Project Participants

Project Description

Autism Spectrum Disorder (ASD) is a prototypic disorder for the impairment of multimodal aspects of visual and verbal communication. Observational instruments such as the Autism Diagnostic Observation Schedule (ADOS-2) provide assessment of behavioral symptoms via a structured social encounter with an experienced clinician who performs several social interactive tasks with the individual. Diagnostic decisions based on this instrument typically rely on qualitative, clinical ratings regarding the clinician’s impression based on visual communicative behavior (such as eye-gaze, facial expressions, gestures) and their integration with verbal communication), however, quantitative indices are lacking.

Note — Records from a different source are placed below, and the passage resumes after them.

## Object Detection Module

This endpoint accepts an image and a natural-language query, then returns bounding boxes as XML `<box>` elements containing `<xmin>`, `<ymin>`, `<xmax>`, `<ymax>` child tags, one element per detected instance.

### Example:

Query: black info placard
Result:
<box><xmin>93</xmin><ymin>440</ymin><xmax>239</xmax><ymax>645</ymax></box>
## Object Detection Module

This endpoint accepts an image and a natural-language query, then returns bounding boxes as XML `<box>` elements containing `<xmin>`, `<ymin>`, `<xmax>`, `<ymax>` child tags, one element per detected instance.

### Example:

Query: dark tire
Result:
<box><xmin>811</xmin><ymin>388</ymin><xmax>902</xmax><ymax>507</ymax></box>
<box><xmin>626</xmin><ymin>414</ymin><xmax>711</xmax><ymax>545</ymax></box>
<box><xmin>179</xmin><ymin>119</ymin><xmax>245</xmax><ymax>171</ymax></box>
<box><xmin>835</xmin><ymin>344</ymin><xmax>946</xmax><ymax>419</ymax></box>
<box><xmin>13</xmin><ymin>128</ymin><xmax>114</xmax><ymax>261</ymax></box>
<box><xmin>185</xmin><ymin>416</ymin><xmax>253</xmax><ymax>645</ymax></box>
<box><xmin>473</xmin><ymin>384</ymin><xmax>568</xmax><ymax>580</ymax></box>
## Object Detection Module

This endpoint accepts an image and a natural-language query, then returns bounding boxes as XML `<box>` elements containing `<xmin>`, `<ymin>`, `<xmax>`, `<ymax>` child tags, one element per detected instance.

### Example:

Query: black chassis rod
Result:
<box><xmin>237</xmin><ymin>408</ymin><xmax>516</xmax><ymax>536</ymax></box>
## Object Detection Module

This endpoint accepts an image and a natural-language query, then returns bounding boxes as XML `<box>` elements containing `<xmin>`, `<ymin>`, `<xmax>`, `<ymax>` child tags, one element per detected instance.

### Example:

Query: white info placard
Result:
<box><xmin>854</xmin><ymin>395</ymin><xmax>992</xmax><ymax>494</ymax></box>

In human interaction, verbal and visual channels of communication are embedded in a social reference frame combining multimodal aspects. For example, joint attention emerges from using deictic hand gestures (e.g. pointing) in coordination with facial expression and eye gaze to navigate within a shared attentional space of other people and objects. Eye gaze and pointing can clarify which object or person an utterance refers to, e.g., gestures, head movement and facial expression may visualize spatial and social relationships when talking about objects or persons which are not currently visible. Systematic research that explicitly tackles the interplay and temporal dynamics of such multimodal visual communicative behavior is scarce, to date, and would benefit from a fine-grained computerized assessment of dyadic interaction. Motion capture, mobile eye-tracking and automatic facial expression analysis are established techniques in this respect and have proved potential for the diagnostic assessment of disorders such as ASD. What is missing in previous research, however, is the multimodal combination of available techniques during a standardized assessment resulting in a rich, annotated dataset.

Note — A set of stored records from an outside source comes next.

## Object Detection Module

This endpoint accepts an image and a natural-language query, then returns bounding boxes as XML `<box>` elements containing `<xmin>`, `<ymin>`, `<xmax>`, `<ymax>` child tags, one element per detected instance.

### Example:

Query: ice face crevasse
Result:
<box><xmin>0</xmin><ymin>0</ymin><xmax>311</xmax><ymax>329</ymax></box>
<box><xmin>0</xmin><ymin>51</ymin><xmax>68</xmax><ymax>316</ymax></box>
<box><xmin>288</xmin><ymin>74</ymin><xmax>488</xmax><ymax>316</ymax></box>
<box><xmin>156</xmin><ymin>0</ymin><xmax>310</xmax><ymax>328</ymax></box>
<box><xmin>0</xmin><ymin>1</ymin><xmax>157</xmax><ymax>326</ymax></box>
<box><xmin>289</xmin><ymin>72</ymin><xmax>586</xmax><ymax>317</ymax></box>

In this proposal we aim at providing multimodal assessment of typical and atypical social behavior, focusing on the integration of multiple visual and verbal communication channels and their relation to disorders of social interaction in children. We will perform annotation of specific behavioral events during ongoing reciprocal interaction of a child and an investigator, in particular related to joint attention and reciprocity. Subsequently, we will use machine learning (ML) methods on time series of automatically extracted aspects (e.g. saccades towards faces, facial expression, body pose motion capture) to train models for the automatic identification of these events. Furthermore, we seek to use ML to support the clinical characterization of non-verbal behavior, in particular related to ASD. At the same time, we will generate a rich dataset, i.e. a corpus of multimodal communication during social interaction which will allow for numerous further analyses in the context of the Priority Program ViCom and for the wider research community.